# Problem Statement

### Using Iris data cluster Iris flowers into different clusters based on similarity.

In [None]:
# Import libraries
import numpy as np
import pandas as pd
import seaborn as sns
import matplotlib.pyplot as plt
import warnings
warnings.filterwarnings('ignore')

In [None]:
# Load data
data=pd.read_csv("Iris.csv")

In [None]:
data

In [None]:
# drop unnamed column
data.drop('Unnamed: 0',axis=1,inplace=True)

In [None]:
# Basic Checks

In [None]:
data.head(2)

In [None]:
data.shape

In [None]:
data.dtypes

In [None]:
data.info()

In [None]:
data.describe()

In [None]:
data.target.unique()


In [None]:
# EDA
plt.figure(figsize=(3,3))
sns.scatterplot(data=data,x='petal_length',y='petal_width',hue='target',palette='Set1')

# Data Preprocessing

In [None]:
# check for missing values
data.isnull().sum()

In [None]:
# check for duplicates
data.duplicated().sum()

In [None]:
data.drop_duplicates()

In [None]:
# Check for outliers
plt.figure(figsize=(3,5))
plotnumber=1

for column in data.drop('target',axis=1):
    if plotnumber<=4: 
        ax=plt.subplot(2,2,plotnumber)
        sns.boxplot(data[column])
        plt.xlabel(column)
        plt.ylabel("count")
    plotnumber+=1
plt.tight_layout()

In [None]:
plt.figure(figsize=(3,3))
sns.histplot(data=data,x='sepal_width',kde=True)

In [None]:
# 3-sigma rule
low_limit=data['sepal_width'].mean()-3*data['sepal_width'].std()
upper_limit=data['sepal_width'].mean()+3*data['sepal_width'].std()
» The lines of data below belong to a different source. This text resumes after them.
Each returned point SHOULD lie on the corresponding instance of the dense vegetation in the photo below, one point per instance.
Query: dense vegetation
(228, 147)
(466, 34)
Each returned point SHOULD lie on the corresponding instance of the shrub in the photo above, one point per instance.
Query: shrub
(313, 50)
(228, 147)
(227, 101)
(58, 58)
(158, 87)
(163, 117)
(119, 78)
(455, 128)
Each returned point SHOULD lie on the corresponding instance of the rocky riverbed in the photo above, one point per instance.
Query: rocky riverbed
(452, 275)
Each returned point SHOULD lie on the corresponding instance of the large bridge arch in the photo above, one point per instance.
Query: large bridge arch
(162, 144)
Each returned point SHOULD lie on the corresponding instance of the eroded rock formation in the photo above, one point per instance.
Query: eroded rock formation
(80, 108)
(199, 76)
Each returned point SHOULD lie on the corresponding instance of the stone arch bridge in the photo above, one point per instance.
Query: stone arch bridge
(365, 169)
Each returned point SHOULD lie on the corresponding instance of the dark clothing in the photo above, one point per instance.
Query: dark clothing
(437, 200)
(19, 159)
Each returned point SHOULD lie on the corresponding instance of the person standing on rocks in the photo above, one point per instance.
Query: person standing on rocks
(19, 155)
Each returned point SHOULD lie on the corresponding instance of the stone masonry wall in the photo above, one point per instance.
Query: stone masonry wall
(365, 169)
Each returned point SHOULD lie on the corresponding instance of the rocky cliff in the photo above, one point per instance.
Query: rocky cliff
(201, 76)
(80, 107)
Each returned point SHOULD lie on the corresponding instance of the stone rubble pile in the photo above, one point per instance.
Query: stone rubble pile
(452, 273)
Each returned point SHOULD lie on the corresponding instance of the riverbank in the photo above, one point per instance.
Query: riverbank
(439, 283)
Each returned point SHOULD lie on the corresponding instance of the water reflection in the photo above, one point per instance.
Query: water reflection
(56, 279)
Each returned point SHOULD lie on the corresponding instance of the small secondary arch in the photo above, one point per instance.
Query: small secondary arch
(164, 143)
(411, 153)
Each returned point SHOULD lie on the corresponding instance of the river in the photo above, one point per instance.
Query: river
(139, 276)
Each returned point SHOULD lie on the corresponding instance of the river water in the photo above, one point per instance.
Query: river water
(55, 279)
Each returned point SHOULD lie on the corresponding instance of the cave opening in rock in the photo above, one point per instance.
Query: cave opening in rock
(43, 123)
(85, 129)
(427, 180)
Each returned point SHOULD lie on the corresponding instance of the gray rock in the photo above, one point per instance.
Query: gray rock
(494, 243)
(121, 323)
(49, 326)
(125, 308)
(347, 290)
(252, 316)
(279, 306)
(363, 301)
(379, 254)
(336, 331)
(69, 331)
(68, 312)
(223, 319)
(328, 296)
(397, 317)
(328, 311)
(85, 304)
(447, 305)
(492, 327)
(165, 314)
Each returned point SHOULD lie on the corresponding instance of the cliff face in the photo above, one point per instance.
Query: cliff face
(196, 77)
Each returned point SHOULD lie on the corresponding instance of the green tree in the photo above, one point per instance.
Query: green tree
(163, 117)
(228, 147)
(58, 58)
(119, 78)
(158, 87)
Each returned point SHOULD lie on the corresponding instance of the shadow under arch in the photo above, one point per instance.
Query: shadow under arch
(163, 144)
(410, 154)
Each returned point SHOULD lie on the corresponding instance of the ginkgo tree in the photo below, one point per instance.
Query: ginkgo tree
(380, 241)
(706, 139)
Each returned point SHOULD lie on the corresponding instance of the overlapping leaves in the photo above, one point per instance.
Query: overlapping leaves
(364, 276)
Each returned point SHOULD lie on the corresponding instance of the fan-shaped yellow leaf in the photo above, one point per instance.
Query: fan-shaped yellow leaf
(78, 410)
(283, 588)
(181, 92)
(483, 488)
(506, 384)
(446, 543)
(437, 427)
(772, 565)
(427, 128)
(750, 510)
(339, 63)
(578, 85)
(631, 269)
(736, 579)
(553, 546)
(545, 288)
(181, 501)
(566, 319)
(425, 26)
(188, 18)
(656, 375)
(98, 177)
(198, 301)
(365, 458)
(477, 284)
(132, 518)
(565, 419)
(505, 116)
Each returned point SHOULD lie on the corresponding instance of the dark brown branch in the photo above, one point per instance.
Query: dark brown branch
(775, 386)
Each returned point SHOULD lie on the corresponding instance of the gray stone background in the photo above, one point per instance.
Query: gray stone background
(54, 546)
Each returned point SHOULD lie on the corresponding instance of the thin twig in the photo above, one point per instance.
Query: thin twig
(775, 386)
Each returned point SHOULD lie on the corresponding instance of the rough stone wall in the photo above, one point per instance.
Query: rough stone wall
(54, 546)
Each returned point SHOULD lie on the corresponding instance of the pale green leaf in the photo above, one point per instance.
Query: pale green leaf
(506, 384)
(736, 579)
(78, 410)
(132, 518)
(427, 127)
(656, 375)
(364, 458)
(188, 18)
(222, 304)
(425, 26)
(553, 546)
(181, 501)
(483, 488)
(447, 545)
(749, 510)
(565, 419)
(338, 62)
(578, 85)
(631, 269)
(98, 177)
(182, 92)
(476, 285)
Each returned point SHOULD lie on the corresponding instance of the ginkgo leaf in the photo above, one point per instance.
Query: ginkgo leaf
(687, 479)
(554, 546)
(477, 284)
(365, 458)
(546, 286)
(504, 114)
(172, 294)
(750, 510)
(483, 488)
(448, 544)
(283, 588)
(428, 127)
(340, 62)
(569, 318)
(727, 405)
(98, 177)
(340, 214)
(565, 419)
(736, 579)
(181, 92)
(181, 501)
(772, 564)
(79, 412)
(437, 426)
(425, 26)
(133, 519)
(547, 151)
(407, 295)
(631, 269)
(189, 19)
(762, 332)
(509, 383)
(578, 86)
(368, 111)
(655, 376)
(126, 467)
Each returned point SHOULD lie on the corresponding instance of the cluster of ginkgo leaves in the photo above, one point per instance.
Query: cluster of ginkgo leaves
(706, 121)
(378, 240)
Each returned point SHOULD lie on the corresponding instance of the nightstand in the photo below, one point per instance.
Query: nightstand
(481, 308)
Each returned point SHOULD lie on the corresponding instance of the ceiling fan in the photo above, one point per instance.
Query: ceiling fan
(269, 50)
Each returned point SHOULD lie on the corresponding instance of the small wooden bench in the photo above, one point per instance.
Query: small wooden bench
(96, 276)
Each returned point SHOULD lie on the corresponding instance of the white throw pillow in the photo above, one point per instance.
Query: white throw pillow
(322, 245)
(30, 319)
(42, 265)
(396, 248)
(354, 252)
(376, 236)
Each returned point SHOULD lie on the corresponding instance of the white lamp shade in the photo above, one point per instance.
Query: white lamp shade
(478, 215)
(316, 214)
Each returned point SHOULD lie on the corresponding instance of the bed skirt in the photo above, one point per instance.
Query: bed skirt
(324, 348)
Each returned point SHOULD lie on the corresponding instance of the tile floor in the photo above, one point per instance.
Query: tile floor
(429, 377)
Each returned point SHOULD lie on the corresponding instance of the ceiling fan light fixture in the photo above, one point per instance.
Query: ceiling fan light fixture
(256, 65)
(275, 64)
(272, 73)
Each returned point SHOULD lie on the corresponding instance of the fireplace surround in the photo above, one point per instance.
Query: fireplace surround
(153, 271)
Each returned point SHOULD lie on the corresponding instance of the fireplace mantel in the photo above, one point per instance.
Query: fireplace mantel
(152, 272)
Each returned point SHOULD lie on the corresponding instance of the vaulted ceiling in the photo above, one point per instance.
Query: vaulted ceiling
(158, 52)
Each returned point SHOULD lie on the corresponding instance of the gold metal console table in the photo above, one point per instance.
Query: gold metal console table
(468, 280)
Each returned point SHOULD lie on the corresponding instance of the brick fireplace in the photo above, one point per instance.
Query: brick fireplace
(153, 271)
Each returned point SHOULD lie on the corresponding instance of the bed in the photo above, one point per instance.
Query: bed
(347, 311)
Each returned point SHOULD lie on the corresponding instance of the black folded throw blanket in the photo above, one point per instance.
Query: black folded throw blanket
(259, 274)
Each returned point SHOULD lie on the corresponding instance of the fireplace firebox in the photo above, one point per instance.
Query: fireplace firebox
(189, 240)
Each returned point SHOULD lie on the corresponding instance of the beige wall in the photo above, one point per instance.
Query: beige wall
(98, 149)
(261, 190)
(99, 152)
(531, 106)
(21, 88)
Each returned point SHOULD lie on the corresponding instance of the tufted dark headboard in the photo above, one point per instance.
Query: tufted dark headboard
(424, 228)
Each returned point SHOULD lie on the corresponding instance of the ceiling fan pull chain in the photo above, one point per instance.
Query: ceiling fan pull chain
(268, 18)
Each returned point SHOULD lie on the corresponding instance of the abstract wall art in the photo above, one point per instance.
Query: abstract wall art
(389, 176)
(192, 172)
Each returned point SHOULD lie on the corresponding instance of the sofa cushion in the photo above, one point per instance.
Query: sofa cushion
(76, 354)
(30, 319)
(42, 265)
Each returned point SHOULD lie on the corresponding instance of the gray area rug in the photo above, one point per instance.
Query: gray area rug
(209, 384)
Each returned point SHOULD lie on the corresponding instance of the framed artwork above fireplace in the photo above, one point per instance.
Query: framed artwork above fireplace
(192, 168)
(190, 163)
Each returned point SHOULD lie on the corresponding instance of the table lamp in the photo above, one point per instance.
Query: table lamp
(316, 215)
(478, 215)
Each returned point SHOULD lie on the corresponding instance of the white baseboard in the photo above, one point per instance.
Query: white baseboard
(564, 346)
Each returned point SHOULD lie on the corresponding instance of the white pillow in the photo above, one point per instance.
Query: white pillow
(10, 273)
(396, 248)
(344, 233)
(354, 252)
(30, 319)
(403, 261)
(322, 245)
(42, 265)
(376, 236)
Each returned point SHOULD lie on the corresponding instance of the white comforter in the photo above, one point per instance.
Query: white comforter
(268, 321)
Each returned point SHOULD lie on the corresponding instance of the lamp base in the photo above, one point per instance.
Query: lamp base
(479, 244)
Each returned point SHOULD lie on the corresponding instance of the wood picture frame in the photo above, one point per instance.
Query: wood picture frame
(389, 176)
print("lower limit",low_limit)
print("upper limit",upper_limit)

In [None]:
data.sepal_width.describe()

In [None]:
# Find values less than lower limit
data.loc[data['sepal_width']<low_limit]

In [None]:
# Find values greater than upper limit
data.loc[data['sepal_width']>upper_limit]

In [None]:
# replace outlier with mean
data.loc[data['sepal_width']>upper_limit,'sepal_width']=data['sepal_width'].mean()

In [None]:
sns.boxplot(data=data,x='sepal_width')

In [None]:
# Apply scaling
from sklearn.preprocessing import StandardScaler

scaling=StandardScaler()
data[['sepal_length', 'sepal_width', 'petal_length', 'petal_width']]=scaling.fit_transform(data[['sepal_length', 'sepal_width', 'petal_length', 'petal_width']])

In [None]:
data.head()

In [None]:
data.columns

In [None]:
# Remove target from data
x=data.drop('target',axis=1)

In [None]:
x

# Apply Kmean model

In [None]:
# import kmean model
from sklearn.cluster import KMeans
# initialize the model
model=KMeans(n_clusters=5,random_state=10)
# train a model
model.fit(x)

In [None]:
# centroids-cluster centers
# no of clusters is sames as number of centroids
model.cluster_centers_

In [None]:
model.labels_

In [None]:
# Visualize the clusters created by model
plt.figure(figsize=(3,3))
color_schema=np.array(["red","green","black","orange","blue"])
plt.scatter(x.petal_length,x.petal_width,color=color_schema[model.labels_])

In [None]:
data['labels']=pd.DataFrame(model.labels_)

In [None]:
from sklearn.metrics import silhouette_score
silhouette_score(x,model.labels_)

In [None]:
# We see overlapping of clusters because number of clusters that we have choosen might be wrong

# How to  find optimal value for K?
Elbow Method

In [None]:
WCSS=[]
for i in range(2,11):
    model=KMeans(n_clusters=i,random_state=20)
    model.fit(x)
    WCSS.append(model.inertia_)
plt.plot(range(2,11),WCSS)
plt.title('Elbow curve')
plt.xlabel('no of clusters(k)')
plt.ylabel('WCSS')
    
    

In [None]:
WCSS

In [None]:
# Clearly from elbow method the optimal value for k is 3

In [None]:
model=KMeans(n_clusters=3,random_state=10)
model.fit(x)

In [None]:
silhouette_score(x,model.labels_)

In [None]:
plt.scatter(x.petal_length,x.petal_width,color=color_schema[model.labels_])